L’Istat ha pubblicato i dati relativi al mercato del lavoro. Il tasso di disoccupazione registrato, anzitutto, è dell’8,0%: nessuna variazione rispetto allo scorso mese, un aumento dello 0,3% rispetto allo stesso periodo dello scorso anno. «Un trend che non ci dice nulla di nuovo; salvo quello sulla disoccupazione giovanile, che rileva come la vera battaglia, in Italia, si stia consumando sul terreno dello scontro inter-generazionale». La pensa così Emilio Colombo, docente di Economia internazionale dell’Università di Milano Bicocca, intervistato da ilSussidiario.net. E in effetti,  i numeri non sono rassicuranti: i giovani senza lavoro sono il 27,6%, con una riduzione congiunturale dello 0,2% mentre, su base annua, sono aumentati dello 0,8%.

«I dati – spiega Colombo, introducendo la sua analisi generale – sono preliminari. Non dicono nulla di particolarmente inedito, se non che è aumentata leggermente l’occupazione, mentre la disoccupazione è rimasta stabile. Si è arrestata, in sostanza, la perdita di posti di lavoro ma l’assenza di crescita non ci permette di crearne di nuovi in numero consistente». Per farsi un’idea più precisa sarà necessario ragionare, quando saranno disponibili, sui dati settoriali. «Occorre comprendere – spiega – se saranno confermate le dinamiche consuete. Queste, di norma, rilevano come il settore maggiormente penalizzato sia quello industriale-manifatturiero. Quello che, sinora, ha maggiormente connotato l’andamento occupazionale».

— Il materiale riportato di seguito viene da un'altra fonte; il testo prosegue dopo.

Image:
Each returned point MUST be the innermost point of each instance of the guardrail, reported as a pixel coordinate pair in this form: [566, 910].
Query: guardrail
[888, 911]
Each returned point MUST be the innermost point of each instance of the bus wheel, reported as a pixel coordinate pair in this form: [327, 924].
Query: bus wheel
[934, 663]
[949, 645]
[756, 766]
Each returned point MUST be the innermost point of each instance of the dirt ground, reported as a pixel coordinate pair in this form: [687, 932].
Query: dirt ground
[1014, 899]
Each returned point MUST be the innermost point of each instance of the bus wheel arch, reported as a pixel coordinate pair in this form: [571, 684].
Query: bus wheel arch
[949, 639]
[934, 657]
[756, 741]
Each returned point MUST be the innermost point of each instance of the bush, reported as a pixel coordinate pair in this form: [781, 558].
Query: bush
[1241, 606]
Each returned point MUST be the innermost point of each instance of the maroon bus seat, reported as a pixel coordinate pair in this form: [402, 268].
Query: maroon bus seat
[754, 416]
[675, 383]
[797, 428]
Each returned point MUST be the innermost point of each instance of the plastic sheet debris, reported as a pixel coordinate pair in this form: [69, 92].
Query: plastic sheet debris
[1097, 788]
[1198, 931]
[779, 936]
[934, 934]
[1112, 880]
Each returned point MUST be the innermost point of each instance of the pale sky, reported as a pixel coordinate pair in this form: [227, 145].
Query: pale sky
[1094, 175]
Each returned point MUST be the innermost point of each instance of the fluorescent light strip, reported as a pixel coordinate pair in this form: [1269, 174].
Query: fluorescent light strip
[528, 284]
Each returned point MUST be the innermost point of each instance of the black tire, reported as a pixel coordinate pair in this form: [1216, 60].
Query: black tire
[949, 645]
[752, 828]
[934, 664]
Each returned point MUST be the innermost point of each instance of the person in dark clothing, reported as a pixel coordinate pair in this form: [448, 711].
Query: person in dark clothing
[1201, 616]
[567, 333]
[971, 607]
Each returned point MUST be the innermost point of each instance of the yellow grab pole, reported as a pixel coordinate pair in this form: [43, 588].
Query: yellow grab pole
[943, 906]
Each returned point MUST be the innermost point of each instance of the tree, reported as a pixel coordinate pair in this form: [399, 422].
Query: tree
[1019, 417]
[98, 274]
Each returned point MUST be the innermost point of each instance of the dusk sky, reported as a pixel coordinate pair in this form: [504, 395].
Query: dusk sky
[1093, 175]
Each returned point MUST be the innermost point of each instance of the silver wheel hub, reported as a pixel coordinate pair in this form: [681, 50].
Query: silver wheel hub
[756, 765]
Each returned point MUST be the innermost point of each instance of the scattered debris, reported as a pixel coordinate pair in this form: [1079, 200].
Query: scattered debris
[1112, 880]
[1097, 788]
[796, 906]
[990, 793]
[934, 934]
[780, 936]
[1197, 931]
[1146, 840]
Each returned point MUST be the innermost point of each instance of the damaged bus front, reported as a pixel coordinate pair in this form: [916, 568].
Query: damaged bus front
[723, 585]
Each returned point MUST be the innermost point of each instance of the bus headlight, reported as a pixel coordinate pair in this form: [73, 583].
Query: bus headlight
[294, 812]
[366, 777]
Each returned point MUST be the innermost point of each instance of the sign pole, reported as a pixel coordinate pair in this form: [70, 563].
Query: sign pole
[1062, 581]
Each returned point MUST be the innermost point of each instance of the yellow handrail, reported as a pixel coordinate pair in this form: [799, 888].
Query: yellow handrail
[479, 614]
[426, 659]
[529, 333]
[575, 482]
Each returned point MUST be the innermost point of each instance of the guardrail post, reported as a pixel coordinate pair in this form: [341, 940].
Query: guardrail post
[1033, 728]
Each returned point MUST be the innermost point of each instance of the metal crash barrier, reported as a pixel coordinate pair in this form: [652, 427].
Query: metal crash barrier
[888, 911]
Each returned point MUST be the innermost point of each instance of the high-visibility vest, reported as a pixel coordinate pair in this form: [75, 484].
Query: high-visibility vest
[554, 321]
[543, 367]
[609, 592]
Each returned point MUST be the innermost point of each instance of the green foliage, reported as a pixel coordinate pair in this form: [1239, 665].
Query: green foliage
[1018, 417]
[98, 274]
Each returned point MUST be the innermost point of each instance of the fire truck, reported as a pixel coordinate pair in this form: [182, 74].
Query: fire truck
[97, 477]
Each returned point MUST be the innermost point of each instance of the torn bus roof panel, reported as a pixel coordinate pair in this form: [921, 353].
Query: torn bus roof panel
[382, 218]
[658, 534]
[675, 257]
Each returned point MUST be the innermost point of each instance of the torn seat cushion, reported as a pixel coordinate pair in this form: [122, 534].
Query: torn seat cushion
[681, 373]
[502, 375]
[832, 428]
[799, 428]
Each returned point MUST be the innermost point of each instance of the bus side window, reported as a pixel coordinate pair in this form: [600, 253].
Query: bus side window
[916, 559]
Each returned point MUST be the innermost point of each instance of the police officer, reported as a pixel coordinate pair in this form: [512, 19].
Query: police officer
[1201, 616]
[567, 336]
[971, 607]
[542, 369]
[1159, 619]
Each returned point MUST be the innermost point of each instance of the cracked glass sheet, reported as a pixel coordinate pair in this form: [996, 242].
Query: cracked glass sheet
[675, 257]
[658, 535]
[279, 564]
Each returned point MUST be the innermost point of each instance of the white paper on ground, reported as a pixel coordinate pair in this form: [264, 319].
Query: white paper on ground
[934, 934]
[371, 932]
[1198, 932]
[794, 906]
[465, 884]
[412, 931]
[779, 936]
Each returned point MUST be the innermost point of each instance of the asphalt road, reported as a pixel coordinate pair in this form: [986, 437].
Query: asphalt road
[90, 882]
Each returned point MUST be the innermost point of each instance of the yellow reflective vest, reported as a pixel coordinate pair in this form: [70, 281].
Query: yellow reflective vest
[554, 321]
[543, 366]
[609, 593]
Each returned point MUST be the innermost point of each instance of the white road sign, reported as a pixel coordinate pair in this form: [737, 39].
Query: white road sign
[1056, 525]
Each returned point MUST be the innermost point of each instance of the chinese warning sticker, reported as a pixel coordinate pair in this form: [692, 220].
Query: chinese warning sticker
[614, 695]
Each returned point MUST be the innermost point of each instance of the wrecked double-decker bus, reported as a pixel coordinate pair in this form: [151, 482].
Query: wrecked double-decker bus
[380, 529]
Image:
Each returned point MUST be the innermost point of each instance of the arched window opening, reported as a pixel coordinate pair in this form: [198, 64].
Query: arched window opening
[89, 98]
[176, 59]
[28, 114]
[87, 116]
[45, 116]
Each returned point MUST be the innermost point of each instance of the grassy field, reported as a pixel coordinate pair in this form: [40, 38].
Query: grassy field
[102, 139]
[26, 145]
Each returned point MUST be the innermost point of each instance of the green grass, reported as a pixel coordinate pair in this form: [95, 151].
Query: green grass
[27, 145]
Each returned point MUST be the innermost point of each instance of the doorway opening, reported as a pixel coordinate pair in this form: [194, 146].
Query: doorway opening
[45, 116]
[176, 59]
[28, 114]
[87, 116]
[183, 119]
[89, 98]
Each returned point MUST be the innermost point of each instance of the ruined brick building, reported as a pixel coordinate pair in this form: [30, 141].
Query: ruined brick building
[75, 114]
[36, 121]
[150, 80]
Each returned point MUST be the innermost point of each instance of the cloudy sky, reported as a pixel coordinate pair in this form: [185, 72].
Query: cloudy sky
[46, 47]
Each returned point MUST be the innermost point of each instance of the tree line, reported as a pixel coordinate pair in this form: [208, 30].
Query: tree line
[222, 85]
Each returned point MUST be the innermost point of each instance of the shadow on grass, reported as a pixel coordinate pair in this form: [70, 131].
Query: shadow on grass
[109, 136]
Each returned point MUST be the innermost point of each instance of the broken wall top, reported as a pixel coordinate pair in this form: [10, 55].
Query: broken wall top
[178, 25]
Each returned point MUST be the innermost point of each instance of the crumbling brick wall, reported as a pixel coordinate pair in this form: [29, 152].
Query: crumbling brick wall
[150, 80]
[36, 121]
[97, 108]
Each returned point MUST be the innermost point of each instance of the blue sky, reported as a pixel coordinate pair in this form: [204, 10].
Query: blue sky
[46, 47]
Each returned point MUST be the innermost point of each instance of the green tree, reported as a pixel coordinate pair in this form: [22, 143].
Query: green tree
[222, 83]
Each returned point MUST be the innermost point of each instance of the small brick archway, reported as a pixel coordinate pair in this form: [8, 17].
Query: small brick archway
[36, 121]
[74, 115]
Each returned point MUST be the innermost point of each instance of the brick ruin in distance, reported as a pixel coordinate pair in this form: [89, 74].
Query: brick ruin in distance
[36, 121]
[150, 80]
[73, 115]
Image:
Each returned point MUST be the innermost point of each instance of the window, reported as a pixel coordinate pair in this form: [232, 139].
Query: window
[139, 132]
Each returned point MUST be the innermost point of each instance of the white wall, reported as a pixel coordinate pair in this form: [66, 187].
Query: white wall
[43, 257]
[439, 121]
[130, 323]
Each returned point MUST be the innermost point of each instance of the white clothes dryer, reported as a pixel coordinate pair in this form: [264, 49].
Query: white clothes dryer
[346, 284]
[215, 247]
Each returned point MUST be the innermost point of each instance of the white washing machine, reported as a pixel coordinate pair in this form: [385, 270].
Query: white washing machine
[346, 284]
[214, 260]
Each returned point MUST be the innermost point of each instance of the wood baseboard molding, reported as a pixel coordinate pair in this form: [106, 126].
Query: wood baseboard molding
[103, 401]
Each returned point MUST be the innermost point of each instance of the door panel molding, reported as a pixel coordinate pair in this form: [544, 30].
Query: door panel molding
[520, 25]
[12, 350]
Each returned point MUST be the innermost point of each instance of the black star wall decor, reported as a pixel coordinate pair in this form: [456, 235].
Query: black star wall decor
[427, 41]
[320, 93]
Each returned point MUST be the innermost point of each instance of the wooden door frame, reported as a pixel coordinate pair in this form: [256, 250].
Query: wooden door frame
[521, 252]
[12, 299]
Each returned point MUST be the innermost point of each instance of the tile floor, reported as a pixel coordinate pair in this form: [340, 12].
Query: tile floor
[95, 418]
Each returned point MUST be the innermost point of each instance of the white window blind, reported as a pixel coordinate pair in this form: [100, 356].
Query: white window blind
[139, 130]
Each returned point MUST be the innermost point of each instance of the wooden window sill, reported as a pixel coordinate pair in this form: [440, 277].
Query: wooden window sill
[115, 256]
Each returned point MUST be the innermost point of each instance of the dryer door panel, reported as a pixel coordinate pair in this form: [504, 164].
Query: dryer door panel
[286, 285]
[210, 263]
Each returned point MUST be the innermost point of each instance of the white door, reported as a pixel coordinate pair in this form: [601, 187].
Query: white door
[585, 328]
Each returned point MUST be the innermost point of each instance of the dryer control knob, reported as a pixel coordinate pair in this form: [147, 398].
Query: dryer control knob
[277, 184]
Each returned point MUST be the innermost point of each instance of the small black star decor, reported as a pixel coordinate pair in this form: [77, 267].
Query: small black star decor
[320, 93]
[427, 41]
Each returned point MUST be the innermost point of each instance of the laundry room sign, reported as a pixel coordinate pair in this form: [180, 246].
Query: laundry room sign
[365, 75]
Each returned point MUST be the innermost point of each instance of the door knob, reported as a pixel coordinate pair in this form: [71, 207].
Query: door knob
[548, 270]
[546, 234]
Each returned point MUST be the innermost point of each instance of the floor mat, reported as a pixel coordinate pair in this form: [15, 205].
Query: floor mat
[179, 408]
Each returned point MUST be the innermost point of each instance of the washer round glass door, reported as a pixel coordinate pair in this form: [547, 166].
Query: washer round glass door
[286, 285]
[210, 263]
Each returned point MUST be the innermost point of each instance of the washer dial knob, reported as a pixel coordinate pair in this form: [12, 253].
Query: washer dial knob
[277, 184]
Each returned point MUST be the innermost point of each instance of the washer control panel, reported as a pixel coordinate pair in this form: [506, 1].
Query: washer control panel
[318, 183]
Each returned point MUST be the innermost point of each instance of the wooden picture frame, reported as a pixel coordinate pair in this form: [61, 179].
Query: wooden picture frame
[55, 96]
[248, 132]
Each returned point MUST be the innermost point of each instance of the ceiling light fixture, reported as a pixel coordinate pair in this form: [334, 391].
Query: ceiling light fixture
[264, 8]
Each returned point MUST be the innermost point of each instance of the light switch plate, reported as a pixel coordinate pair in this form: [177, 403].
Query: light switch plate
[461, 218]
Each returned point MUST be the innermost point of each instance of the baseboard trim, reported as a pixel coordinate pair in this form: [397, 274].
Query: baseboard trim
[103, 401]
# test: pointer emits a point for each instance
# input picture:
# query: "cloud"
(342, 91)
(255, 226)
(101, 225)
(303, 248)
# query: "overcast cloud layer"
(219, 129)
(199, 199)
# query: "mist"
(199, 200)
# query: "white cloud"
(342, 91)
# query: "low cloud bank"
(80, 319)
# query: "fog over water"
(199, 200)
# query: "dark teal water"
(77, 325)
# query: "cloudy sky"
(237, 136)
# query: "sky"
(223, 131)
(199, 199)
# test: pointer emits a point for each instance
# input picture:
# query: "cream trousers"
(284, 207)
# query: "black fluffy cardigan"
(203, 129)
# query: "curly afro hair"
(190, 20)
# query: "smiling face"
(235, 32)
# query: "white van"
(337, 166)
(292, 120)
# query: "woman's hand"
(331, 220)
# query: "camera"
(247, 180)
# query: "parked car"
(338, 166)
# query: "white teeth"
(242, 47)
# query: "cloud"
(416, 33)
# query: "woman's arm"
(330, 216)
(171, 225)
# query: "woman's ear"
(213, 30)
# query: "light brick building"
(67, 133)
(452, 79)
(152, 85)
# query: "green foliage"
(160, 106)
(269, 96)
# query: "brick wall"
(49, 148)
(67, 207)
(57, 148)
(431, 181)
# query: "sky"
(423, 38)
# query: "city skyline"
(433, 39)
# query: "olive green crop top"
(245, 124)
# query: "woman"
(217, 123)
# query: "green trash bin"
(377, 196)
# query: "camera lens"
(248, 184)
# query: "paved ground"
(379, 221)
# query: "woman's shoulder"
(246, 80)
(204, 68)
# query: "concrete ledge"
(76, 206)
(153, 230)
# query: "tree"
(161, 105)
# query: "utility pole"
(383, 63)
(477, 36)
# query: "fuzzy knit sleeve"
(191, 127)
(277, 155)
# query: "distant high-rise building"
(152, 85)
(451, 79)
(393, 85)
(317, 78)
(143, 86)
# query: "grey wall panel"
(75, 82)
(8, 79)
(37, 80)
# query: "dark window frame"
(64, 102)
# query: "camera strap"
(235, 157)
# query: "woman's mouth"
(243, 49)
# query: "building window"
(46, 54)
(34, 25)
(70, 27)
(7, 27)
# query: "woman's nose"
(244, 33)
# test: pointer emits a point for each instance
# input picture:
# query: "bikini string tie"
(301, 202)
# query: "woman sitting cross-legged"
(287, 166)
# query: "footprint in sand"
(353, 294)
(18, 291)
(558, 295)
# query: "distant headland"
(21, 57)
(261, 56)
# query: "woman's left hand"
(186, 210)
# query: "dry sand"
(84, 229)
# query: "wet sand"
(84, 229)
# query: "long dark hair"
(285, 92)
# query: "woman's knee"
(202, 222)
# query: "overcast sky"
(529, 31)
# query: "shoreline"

L’Italia, in questo campo, mostra le maggiori criticità. «Si tratta di settori in cui siamo esposti alla concorrenza esterna, la cui debolezza rileva il nostro problema fondamentale: la competitività». Un bel problema, dato che, al momento, non si può fare affidamento su altro. «La nostra industria dipende quasi esclusivamente dalla domanda esterna, perché quella interna è stagnante da anni. E la manovra, certamente, non aiuta il mercato locale. Con le recenti misure di finanza pubblica, infatti, non c’è da aspettarsi che il potere d’acquisto dei cittadini aumenti». Dobbiamo rivolgerci all’estero, come abbiamo sempre fatto.

«A Cina, India e Brasile, in particolare, perché gli altri Paesi sviluppati hanno i nostri stessi problemi. Tuttavia, per penetrare in questi mercati occorrono strutture aziendali particolari. La nostra micro-impresa, in tal senso, è penalizzata». Difficile, allo stato attuale, attendersi un sostegno dal governo. «Le ricette per rilanciare la competitività sarebbero sempre le stesse: investire in ricerca e sviluppo e liberalizzare.  Il governo dovrebbe attuare, inoltre, una seria politica commerciale, promuovendo le nostre imprese all’estero. Cosa che molti altri Paesi fanno decisamente meglio di noi». Anche le imprese, dal canto loro, dovrebbero fare la loro parte.

«La loro scarsa dimensione le limita. Dovrebbero aggregarsi, fondersi. O essere vendute. Non mi scandalizzo quando le multinazionali acquistano le nostre aziende. E’ un modo come un altro per aumentarne la dimensione e renderle operative su scala mondiale. L’importante è che la produzione resti in Italia». In ogni caso, i numeri, di per sé, non sarebbero particolarmente allarmanti. «L’8 per cento è un dato che, seppur ben lungi dall’essere positivo, non è elevatissimo. Ci conviviamo da anni ed è in linea con quello delle altre nazioni europee. Ciò che è estremamente preoccupante, invece, è la disoccupazione giovanile».

Secondo Colombo, i giovani si trovano ad essere doppiamente penalizzati: «pagano le pensioni – spesso altissime – degli anziani e, al contempo, hanno enormi difficoltà ad accedere al mercato del lavoro per pagare le proprie». Il male ha molteplici radici: «Il sistema non è meritocratico e l’università non immette repentinamente nel mercato del lavoro, per esempio».  Ma una, in particolare, va sottolineata: «Pochi lo dicono. Ma l’efficienza dell’industria tedesca non dipende solamente dagli ingegneri. Di quelli ne abbiamo in abbondanza anche noi. Loro, in più, dispongono di un gran numero di tecnici specializzati non laureati. Il nostro sistema formativo, da questo punto di vista è estremamente carente. Siamo pieni di ottimi licei ma di pessimi istituti professionali. Bisogna dare la possibilità ai nostri giovani che non fanno l’università di fare quei lavori qualificati che il mercato richiede».